Plot: What’s it about?
The home of the latest British Hair Styling Championship is not a glamorous one, but the small town has some heart, as well as some surprises. One of the main entrants is the world famous Raymond (Bill Nighy), a speed demon with style to spare, though he is willing to do whatever it takes to win this year, no matter what. He has asked his young daughter Sandra (Rachael Leigh Cook) to join him, to serve as his model for the competition. She was unsure about it all, but he insisted and since she doesn’t see him often, she finally caved in and agreed.
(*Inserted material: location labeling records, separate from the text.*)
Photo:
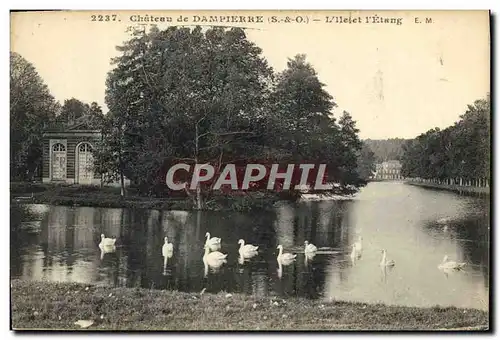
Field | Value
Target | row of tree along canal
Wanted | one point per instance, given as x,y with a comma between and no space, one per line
457,158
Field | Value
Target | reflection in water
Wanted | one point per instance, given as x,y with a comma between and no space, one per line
416,226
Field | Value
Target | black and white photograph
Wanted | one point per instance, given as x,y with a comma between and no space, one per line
243,170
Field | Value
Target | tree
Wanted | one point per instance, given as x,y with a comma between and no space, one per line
460,152
185,95
31,108
305,126
72,110
366,162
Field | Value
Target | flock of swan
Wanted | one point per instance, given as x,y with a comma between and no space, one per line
214,258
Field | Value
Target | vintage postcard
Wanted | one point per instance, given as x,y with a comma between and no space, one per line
250,170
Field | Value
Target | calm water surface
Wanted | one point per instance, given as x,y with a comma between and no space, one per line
61,244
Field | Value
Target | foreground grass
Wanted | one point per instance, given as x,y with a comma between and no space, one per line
42,305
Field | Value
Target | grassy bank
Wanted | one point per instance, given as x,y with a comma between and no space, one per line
109,197
460,189
42,305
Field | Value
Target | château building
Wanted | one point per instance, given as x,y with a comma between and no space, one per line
388,170
67,154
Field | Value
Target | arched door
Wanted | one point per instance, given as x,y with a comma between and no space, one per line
58,162
85,171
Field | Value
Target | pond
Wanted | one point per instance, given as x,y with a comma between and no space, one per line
58,243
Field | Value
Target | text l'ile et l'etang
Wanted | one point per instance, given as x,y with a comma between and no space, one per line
372,19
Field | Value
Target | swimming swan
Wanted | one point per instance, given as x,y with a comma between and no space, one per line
384,262
309,247
247,250
285,258
451,265
213,243
354,254
107,242
167,249
358,245
213,257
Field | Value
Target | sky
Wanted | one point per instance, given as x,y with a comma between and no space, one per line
395,80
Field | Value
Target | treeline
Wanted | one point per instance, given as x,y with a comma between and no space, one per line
386,149
32,110
209,96
457,155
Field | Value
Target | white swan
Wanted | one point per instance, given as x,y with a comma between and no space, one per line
167,249
358,245
308,257
444,220
213,243
451,265
309,247
213,257
106,249
285,258
354,254
106,241
384,262
247,250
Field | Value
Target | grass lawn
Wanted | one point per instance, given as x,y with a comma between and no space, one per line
109,197
57,306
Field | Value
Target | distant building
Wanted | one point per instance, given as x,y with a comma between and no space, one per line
389,170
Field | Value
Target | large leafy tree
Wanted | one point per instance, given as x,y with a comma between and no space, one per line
188,95
305,126
366,162
31,108
207,95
Raymond and his assistant don’t think this year’s contest will be a hard one, as their skills seem to be the finest on showcase, at least until a potential powerhouse is seen. It seems the small town is home to hair cutting legend Phil Allen (Alan Rickman), who used to zoom through competitions and win them all, without much effort even. But he is having some problems at home, so he is reluctant to enter, even though his skills are still in good use. At the same time, some sparks seem to be present between Phil’s son (Josh Hartnett) and Sandra, which only makes it all that much more complicated.
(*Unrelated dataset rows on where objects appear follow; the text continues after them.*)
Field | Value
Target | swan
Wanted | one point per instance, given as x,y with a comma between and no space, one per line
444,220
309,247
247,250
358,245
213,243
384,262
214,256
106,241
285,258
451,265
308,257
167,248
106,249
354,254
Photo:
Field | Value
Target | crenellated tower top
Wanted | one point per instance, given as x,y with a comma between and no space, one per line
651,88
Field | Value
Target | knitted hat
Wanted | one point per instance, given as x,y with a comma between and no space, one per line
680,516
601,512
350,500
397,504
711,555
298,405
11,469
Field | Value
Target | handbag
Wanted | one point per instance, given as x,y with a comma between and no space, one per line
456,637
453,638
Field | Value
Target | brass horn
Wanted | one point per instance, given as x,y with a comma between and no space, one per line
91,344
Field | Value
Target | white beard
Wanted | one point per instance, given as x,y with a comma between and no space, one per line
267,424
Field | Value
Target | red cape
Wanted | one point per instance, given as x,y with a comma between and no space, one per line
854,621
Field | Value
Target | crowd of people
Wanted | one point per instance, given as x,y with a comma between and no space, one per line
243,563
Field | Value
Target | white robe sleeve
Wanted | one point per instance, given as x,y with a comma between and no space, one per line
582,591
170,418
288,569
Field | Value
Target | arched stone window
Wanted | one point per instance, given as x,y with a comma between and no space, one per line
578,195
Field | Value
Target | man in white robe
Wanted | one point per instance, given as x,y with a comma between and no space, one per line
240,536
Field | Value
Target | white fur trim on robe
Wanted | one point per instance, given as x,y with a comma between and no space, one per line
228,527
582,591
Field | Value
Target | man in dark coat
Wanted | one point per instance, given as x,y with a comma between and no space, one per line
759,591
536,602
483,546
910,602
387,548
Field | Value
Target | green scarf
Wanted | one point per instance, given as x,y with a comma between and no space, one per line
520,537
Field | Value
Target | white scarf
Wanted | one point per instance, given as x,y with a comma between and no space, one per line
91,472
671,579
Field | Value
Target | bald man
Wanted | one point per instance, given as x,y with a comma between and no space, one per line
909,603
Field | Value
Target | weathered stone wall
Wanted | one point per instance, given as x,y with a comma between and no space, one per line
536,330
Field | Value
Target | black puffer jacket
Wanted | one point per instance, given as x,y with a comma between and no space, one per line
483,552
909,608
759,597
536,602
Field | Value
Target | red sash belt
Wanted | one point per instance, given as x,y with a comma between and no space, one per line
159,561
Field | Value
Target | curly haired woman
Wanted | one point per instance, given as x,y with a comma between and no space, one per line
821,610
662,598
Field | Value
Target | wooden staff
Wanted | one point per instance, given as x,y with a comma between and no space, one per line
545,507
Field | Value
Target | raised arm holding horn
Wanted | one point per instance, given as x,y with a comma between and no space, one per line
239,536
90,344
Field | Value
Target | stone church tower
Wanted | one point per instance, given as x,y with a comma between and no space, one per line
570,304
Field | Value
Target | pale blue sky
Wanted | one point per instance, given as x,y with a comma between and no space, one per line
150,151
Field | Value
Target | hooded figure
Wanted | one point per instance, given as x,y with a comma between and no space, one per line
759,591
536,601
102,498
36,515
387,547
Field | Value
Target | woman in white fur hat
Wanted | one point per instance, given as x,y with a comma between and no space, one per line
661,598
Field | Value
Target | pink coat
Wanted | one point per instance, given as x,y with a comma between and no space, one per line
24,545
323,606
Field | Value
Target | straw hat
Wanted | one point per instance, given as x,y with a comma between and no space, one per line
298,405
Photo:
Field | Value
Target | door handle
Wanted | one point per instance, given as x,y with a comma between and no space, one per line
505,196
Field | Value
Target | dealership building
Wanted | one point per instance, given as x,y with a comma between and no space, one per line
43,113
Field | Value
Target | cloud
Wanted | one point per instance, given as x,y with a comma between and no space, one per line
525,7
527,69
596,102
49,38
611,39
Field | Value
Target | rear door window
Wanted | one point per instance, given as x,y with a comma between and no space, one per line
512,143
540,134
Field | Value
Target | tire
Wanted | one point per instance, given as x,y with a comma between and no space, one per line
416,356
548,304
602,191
I wasn’t too fond of this premise, as I had seen The Big Tease a little before this film, but it had a lot of positive elements, to be sure. It all starts with the writing of Simon Beaufoy (The Full Monty) and continues with a loaded cast, with such names as Alan Rickman, Rachael Leigh Cook, Natasha Richardson, and others. I’ll go see any movie that Rickman stars in and when you combine that with a screenplay by Beaufoy, and Blow Dry was a must see release. It won’t be in the ballpark for all viewers however, as the droll, slow British humor is ever present, even with some non British actors tossed into the mix. I tend to enjoy British comedy however, so Blow Dry never phased me and in truth, aside from the accents, it wasn’t as hard to understand as most British humor. The writing is terrific and paints a wonderful picture of a small town, as well as the pure insanity the visitors bring, which is a nice touch. This disc is a pretty steep release in terms of price, but the movie is good, so I recommend a rental to those interested.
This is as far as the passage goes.